From: Philip Taylor <pjt47@cam.ac.uk>
Date: Thu, 22 May 2008 14:25:18 +0100
To: Ian Hickson <ian@hixie.ch>
CC: HTML WG <public-html@w3.org>
Message-ID: <4835743E.2090104@cam.ac.uk>

Ian Hickson wrote:
> I've [...] tried to fix something that I think was wrong 
> with another part of the algorithm, but I'm not sure that part was 
> correct. Please let me know if r1667 was completely right.

That was changing

   "7. If the byte at position is not 0x3D (ASCII '='), abort the "get 
an attribute" algorithm. Move 'position' back to the previous byte. The 
attribute's name is the value of attribute name, its value is the empty 
string."

to

   "7. If the byte at position is not 0x3D (ASCII '='), abort the "get 
an attribute" algorithm. The attribute's name is the value of attribute 
name, its value is the empty string."

Step 7 can only be reached via step 6 ("spaces"), and step 6 can only be 
reached from "[If the byte at 'position' is a space] Jump to the step 
below labeled spaces". (By the way, this reminds me why people don't 
write programs entirely with 'goto' any more.)

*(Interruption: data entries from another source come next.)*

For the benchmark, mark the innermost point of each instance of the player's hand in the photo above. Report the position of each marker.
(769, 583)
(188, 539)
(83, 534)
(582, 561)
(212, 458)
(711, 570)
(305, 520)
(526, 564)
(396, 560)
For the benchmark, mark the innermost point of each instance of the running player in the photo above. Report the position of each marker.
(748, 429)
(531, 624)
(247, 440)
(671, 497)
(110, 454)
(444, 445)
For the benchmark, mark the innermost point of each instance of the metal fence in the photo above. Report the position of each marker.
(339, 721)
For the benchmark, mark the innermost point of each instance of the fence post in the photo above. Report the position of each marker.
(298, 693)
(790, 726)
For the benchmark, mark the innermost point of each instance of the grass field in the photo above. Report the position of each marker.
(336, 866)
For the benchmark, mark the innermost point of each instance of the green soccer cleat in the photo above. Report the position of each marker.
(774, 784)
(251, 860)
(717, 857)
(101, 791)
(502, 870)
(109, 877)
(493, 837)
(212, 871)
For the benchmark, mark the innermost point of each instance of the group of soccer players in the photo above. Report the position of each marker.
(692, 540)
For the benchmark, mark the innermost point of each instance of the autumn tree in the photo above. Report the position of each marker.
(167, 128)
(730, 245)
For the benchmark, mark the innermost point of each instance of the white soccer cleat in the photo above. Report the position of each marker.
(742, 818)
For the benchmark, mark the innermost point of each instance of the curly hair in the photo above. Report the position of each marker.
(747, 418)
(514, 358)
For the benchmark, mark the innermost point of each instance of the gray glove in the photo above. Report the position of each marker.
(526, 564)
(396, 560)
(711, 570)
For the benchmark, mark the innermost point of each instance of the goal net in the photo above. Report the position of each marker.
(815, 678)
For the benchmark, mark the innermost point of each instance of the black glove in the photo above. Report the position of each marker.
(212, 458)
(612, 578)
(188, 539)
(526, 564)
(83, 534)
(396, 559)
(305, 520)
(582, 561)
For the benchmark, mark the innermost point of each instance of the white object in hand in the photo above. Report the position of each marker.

So, moving 'position' back in step 7 will always move it onto a space 
character. An attribute will always be returned, and so the code that 
calls "get an attribute" will always either abort or immediately call 
"get an attribute" again, and "get an attribute" will always skip over 
the leading space at 'position'.

So I think (not with extreme confidence) that the change to the spec 
never has any effect at all. (I've also tested the change in my 
implementation of this algorithm, and can't find any cases where it does 
have an effect, though they were very non-extensive tests.)

-- 
Philip Taylor
pjt47@cam.ac.uk

Received on Thursday, 22 May 2008 13:26:04 UTC